Life used multiple strategies to colonise deep sea

New Delhi: Researchers from the University of Chicago have revealed that bivalves, including lineages of mussels and hatchet shells colonised the deep sea through multiple evolutionary pathways rather than a single mechanism. The deep sea is the largest habitat on Earth, but is a hostile place, that is dark and near-freezing, with no sunlight for photosynthesis, and high pressures. Most bivalves feed on phytoplankton, making deep-sea survival challenging without alternative energy sources. Some species survived by forming symbiotic relationships with bacteria in their gills, that convert energy from chemicals such as sulphur and methane and hydrothermal vents and cold seeps, providing nutrition to the hosts.

Hatchet shells acquired this bacterial symbiosis early, over 450 million years ago in the early Palaeozoic, while the organisms still occupied shallow waters. They remained in shallower regions for roughly 300 million years, before gradually invading the deep sea in the mid-Mesozoic. The species ventured into the deep sea sporadically, in small numbers, described as a piecemeal or dribs-and-drabs model. The adaptations because of the symbiosis allowed the occasional species to opportunistically occupy deep sea habitats, but these animals rarely diversified in these environments.

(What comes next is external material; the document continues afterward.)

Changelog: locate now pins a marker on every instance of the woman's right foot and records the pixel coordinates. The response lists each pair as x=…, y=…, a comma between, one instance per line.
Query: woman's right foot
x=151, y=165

Some species were preadapted, others diversified

One lineage of mussels gained the bacterial partnership relatively recently, around 60 million years ago. This single entry into the deep sea allowed for rapid diversification, resulting in at least 70 species. The patterns indicate that some lineages were preadapted and invaded gradually without much subsequent radiation, while others made breakthroughs through adaptations, that then exploded in diversity. Some lineages fall in between these to extremes. The researchers used public data on geography, fossils and molecular sequences to construct phylogenies, and used them alongside 3D micro-CT scans of shells to examine traits such as shape, texture, muscle attachments and hinge structure. The researchers were able to trace which groups failed to reach the deep sea, which arrived and went extinct, and which were able to establish a lasting presence. A paper describing the research has been published in Proc Biol Sci.